#### Introduction to R

Tis course is offered within the context of the IMPRS BeSmart Summerschool.- Asynchronous teaching
- Videos can be found here
- Exercises: See below. Participants submit answers each day before exercises start.

- Synchronous teaching
- Daily exercises (16.8.-20.8.), 11:00-12:00.
During synchronous teaching we will use RStudio and the software mentioned below.

- Basics (Exercise on Mon., 16.8., 11:00)
- Installing R, RStudio, Packages
- Data Types, Numbers, Vectors, Matrices, Arrays.

- More on Data Types (Exercise on Tue., 17.8., 11:00)
- Missings, Characters, Factors.
- Lists, Data frames
- Randomness

- Data and Functions (Exercise on Wed., 18.8., 11:00)
- Example datasets.
- Functions.
- Closures.

- Graphs and Files (Exercise on Mon., Thu. 19.8., 11:00)
- Introduction to Graphs.
- Graphs for Univariate and Bivarate Data.
- Files, Reading and Writing Data.

- Control Structures, Structuring Data (Exercise on Fri., 20.8., 11:00)
- Pipes
- Conditions, Loops,Repetition.
- Structuring Data, Grouping, Summarising, Mutating.
- Selecting Variables, Sorting, Joining, Reshaping Data.
- Tables, Regression.

- Documentation for R is
provided via the built in help system but also through the
R Homepage.
Useful are
- The R Guide, Jason Owen (Easy to read, explains R with the help of examples from basic statistics)
- Simple R, John Verzani (Explains R with the help of examples from basic statistics)
- Einführung in R, Günther Sawitzki (In German. Rather compact introduction.)
- Econometrics in R, Grant V. Farnsworth (The introduction to R is rather compact and pragmatic.)
- An Introduction to R, W. N. Venables und D. M. Smith (The focus is more on R as a programming language)
- The R language definition (Concentrates only on R as a programming language.)

- We will use the following packages:
`car, Ecdat, foreign, Hmisc, tidyverse, lattice`

. If, e.g., the command`library(Ecdat)`

generates an error message (`Error in library(Ecdat): There is no package called 'Ecdat'`

), you have to install the package.- Installing packages with Microsoft Windows:
- With RStudio: Use the tab “Install”. Otherwise: Start
`Rgui.exe`

and install packages from the menu`Packages / Install Packages`

). - Installing packages from modern operating systems:
- From within R use the command
`install.packages("Ecdat")`

, e.g., to install the package`Ecdat`

- In the lecture we will use RStudio as a front end.

#### Exercises

Please send your answers to the following questions as an email to `oliver@kirchkamp.de`

. Don’t attach any files to your email.

#### Exercise 1. Submit before Mon., 16.8., 10:30.

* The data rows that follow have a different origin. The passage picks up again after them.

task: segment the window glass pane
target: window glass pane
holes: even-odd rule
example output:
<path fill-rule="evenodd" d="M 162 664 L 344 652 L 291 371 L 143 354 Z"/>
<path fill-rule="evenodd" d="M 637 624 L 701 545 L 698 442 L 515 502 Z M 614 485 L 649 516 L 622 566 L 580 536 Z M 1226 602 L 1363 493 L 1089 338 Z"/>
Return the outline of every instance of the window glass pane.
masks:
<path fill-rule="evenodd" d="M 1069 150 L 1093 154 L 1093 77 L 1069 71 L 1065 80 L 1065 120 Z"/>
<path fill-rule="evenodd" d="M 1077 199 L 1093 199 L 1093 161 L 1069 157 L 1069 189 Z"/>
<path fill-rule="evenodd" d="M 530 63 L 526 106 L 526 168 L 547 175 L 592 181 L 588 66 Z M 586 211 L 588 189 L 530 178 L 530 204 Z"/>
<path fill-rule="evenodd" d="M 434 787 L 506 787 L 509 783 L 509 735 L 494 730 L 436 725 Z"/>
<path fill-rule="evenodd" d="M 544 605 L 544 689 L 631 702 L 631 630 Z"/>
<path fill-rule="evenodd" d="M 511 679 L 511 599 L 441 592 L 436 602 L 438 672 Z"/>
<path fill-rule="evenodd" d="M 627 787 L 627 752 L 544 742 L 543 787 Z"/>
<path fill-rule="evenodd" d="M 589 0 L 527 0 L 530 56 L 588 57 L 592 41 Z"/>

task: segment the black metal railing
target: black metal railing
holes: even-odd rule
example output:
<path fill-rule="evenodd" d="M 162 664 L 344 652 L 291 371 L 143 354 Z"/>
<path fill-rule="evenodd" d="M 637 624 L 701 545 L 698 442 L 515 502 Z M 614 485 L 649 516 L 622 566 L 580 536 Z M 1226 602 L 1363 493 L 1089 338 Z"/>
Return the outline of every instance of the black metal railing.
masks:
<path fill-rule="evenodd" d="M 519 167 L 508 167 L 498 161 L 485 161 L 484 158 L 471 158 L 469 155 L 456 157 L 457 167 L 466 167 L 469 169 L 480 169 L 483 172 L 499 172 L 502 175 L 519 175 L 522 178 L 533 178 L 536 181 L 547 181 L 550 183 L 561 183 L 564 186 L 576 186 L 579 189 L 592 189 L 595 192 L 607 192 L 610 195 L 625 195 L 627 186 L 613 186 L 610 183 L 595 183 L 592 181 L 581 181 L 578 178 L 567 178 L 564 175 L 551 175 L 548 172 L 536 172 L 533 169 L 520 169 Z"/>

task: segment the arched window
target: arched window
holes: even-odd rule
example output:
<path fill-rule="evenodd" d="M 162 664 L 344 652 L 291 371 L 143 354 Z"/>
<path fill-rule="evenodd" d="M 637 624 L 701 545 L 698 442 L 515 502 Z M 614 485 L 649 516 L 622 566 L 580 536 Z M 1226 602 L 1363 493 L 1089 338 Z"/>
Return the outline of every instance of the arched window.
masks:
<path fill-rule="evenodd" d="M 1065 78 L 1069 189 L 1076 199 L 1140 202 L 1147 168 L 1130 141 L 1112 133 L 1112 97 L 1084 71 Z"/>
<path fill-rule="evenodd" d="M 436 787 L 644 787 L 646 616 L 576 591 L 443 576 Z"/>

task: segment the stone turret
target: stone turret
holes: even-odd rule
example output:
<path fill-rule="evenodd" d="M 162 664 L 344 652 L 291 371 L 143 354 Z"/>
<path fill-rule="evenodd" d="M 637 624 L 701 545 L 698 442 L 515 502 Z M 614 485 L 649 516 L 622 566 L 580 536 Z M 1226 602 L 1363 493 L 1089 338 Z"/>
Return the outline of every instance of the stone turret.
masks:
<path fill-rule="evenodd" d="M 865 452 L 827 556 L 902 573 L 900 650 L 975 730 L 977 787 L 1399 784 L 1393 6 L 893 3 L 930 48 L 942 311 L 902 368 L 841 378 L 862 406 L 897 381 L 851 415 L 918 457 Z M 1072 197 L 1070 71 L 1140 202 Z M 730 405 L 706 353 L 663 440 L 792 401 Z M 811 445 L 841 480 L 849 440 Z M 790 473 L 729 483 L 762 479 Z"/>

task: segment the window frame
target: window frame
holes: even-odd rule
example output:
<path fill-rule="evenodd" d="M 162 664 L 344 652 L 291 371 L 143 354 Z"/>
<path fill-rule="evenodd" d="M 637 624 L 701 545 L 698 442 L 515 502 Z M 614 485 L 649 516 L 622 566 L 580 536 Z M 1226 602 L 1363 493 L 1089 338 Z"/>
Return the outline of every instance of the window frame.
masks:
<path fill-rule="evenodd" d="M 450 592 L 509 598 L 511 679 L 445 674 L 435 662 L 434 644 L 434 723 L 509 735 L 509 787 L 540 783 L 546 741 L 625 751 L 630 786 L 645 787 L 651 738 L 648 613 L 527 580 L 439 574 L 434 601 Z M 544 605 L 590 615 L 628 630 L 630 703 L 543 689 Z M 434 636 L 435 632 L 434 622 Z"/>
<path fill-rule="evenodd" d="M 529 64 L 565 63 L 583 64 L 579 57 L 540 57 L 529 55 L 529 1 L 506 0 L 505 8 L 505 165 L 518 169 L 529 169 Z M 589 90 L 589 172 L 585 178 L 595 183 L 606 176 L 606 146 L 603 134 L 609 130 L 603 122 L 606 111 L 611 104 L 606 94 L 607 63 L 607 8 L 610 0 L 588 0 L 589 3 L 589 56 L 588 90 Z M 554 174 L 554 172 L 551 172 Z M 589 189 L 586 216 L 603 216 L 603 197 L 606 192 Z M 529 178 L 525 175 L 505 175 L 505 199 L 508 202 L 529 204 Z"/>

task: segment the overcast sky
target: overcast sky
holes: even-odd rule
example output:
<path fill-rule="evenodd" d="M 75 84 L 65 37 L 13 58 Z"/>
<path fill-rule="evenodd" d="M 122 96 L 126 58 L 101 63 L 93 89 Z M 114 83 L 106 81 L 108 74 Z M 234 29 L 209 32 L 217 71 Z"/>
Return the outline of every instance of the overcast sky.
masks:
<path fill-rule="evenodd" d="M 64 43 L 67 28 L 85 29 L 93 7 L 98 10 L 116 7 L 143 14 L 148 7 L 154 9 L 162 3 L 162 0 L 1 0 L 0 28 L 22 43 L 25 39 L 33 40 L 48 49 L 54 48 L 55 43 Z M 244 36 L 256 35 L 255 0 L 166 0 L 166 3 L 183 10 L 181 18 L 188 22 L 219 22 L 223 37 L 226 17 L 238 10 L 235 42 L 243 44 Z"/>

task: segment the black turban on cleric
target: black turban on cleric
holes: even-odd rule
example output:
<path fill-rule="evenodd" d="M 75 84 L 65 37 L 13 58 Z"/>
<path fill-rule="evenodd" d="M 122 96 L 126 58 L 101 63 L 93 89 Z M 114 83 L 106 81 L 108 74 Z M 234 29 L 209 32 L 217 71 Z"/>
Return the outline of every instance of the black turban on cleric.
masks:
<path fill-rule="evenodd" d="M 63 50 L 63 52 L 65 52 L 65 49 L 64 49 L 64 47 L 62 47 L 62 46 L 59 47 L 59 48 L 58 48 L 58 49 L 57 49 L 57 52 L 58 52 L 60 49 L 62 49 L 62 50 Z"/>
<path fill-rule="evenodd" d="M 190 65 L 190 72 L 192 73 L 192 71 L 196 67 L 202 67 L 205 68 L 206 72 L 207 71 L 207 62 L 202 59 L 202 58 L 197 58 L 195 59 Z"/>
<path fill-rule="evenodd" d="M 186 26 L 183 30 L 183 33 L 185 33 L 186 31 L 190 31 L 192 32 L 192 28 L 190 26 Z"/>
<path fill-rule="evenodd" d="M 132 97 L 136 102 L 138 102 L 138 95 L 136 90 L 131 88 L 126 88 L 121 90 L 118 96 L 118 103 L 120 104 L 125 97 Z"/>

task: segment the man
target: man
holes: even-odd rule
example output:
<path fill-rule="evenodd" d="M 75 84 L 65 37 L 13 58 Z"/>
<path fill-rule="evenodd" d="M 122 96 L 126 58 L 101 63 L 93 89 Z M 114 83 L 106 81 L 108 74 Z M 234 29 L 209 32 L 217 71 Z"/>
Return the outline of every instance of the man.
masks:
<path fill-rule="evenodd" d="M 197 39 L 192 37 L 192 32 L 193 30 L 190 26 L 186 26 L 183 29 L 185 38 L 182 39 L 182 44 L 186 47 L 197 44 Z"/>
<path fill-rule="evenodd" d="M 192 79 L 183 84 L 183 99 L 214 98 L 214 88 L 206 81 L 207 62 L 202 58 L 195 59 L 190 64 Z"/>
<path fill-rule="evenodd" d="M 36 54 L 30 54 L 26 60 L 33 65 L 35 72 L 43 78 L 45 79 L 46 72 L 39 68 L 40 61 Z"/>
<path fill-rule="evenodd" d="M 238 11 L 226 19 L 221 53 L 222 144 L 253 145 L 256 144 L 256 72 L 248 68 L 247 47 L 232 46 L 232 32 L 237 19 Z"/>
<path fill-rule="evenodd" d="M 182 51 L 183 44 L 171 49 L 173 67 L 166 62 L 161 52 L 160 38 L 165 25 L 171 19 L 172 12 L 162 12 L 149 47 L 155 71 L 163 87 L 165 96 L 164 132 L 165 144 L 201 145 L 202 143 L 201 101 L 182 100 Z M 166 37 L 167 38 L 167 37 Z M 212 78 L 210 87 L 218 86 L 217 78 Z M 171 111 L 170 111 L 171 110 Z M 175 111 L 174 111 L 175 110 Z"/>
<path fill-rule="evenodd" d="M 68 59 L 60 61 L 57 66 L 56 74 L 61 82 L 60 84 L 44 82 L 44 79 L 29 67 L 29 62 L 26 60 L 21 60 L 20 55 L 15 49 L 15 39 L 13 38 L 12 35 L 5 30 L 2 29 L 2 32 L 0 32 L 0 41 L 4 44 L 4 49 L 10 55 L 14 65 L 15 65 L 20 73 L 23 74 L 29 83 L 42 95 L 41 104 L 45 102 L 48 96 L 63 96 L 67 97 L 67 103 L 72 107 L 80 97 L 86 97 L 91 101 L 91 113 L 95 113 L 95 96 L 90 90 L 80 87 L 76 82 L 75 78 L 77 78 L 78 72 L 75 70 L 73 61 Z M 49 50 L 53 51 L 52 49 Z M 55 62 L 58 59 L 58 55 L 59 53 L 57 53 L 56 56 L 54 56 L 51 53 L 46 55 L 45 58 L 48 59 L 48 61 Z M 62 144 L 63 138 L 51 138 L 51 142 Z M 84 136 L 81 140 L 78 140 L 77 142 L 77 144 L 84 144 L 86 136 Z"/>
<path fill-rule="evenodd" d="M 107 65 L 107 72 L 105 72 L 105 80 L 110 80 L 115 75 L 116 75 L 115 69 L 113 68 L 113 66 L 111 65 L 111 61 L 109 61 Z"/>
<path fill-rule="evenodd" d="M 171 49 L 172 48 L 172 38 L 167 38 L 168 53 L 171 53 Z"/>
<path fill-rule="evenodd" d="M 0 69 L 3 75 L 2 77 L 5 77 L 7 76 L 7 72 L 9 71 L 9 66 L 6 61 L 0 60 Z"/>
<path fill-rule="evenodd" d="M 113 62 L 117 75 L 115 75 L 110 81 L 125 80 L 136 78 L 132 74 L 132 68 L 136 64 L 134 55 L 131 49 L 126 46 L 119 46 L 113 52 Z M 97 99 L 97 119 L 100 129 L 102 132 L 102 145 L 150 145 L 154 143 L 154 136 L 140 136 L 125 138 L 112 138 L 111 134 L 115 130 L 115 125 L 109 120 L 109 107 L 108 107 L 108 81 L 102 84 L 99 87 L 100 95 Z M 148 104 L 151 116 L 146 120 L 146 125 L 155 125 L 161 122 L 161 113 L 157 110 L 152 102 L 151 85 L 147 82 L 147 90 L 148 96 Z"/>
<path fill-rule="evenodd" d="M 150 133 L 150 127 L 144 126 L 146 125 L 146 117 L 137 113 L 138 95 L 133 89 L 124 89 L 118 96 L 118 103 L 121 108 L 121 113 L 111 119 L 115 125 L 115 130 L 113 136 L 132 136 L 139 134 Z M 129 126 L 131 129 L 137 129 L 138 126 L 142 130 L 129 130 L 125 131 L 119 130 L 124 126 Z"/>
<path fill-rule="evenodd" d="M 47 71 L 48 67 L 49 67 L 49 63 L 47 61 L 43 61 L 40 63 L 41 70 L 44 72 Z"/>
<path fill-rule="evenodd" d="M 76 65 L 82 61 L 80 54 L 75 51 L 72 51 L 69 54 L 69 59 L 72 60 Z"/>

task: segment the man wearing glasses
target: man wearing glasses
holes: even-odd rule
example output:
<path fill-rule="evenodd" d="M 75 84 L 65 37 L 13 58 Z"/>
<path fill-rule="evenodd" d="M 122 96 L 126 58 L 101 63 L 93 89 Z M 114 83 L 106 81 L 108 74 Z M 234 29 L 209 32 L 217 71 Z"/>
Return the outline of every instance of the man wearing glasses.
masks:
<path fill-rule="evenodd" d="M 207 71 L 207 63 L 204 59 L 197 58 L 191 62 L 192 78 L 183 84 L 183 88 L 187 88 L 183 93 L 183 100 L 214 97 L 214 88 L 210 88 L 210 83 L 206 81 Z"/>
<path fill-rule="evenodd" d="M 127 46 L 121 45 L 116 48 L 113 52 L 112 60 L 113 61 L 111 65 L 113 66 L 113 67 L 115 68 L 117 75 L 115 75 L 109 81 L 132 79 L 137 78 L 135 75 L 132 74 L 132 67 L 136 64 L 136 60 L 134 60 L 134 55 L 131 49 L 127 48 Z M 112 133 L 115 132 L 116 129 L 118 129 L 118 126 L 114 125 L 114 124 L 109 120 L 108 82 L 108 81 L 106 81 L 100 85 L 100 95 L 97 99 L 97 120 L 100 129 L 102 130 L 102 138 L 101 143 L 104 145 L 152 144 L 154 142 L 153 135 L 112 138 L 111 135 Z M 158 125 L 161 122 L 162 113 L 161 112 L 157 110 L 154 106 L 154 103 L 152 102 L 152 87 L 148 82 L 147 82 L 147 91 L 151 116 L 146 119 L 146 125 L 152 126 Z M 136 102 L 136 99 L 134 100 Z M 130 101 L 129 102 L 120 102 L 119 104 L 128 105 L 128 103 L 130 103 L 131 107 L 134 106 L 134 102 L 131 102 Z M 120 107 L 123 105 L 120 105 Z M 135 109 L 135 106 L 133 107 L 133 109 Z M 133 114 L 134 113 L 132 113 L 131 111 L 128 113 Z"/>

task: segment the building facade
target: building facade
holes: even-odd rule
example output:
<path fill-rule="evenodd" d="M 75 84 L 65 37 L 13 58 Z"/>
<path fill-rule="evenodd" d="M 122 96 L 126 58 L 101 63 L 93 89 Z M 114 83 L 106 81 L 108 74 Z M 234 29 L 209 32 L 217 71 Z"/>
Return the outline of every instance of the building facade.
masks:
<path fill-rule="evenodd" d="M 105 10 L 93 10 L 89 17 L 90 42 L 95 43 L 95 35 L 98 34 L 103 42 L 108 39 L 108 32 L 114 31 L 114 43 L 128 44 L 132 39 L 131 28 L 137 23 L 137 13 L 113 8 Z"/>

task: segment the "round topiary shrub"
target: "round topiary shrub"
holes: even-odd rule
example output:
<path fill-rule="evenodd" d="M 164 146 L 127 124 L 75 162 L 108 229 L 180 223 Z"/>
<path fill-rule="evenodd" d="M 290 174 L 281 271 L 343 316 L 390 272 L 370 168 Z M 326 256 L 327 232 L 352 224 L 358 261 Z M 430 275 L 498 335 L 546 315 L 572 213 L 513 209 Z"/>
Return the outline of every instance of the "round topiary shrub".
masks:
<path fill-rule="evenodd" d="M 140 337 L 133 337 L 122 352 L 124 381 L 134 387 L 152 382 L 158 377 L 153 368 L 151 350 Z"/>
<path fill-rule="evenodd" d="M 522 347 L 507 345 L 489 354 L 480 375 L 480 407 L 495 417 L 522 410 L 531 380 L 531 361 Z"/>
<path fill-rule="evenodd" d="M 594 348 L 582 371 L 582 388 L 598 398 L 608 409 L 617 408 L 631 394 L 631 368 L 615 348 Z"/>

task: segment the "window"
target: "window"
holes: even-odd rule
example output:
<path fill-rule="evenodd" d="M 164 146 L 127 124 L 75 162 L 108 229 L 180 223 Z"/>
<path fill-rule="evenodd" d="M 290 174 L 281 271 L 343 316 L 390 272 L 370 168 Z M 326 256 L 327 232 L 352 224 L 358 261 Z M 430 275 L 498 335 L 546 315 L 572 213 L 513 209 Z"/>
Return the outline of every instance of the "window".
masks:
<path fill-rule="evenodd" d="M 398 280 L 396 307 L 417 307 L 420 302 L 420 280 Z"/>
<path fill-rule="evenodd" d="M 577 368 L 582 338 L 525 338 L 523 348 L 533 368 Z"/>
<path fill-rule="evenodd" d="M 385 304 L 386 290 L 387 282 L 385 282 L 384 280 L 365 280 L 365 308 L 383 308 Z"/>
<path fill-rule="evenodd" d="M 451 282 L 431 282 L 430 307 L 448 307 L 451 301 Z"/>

Install R and RStudio. Also install the package `Ecdat`

from within RStudio. The command

`help(package="Ecdat")`

gives you a list of the datasets that are provided by the package `Ecdat`

.

Can you find a dataset whose name starts with the same letter as your last name and which contains at least one variable that is a number? If there is no matching dataset, find one with the next letter in the alphabet. After the letter `Z`

, continue with the letter `A`

.

In your answer include you name and the name of the dataset.

How many rows and how many columns does the dataset have?

Choose one variable in the dataset which is a number. With which

`R`

command can you calculate the mean of this variable?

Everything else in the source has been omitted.